El juego entre lo real e hiperreal contribuye a realzar la inflexión satírica de la diégesis, además de remover los particulares fantasmas del espectador y posicionarlo ante las contradicciones de la Iglesia con respecto a lo que predica. “¿Por qué si Dios les ha mandado a ustedes ser pobres hayan terminado haciéndose ricos?”, le pregunta el joven al obispo Jorge. “Nosotros tenemos lo que nos han dado, hijo”, responde este sin asomo de duda, justificando los bienes de la Institución como parte de las prerrogativas que históricamente se ha arrogado y quienes detentan el poder han refrendado. “Amarás a los nobles protectores de las industrias y ejemplo de buenas costumbres. Amarás a los reyes, imágenes de Dios en la tierra que administran la justicia”, proseguirá, recalcando la importancia de arrimarse al árbol que más sombra da, independientemente de su ideología y de lo injusto de sus dictados; pues estar del lado de quienes detentan el capital y controlan la ejecución de la leyes es garantía de triunfo y seguridad para un organismo que ha sido blanco de persecuciones a lo largo de su milenaria existencia.

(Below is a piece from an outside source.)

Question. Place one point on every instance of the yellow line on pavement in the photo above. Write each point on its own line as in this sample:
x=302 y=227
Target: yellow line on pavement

El escepticismo del protagonista ante dichas aseveraciones se crecerá, reafirmándolo en su resolución de apostatar, aun cuando no activarán ningún mecanismo de ataque ni lo harán más vital ni desencadenarán algún proceso de reflexión; solo el deseo de satisfacer sus apetitos sexuales y gastronómicos, pero sin salir del círculo de dependencia familiar, pues se acostará seguidamente con la prima y luego irá a comer a casa de los padres.

Solo desde lo literario logrará articular algún tipo de reacción contra el opresor y mostrar su inconformismo, en la escena donde le lee un fragmento de El audaz al hijo de la vecina. La novela de Benito Pérez Galdós, acerca del enfrentamiento de un joven plebeyo con la sociedad de su tiempo dominada por la aristocracia y el clero, tendrá tangencialmente eco en el conflicto de Gonzalo. Este, sin embargo, adolecerá del arrojo de Martín Muriel para llevar a la práctica lo que preconiza. “Comprendo lo que puede ser la pasión de innumerables seres vejados y maltratados por una tiranía de siglos”, citará de la novela, haciendo ás evidente su impotencia para empuñar las armas, aún las del intelecto, y redimirse consecuentemente ante los ojos de quienes constituyen su entorno, tal como veremos en la segunda parte de este artículo.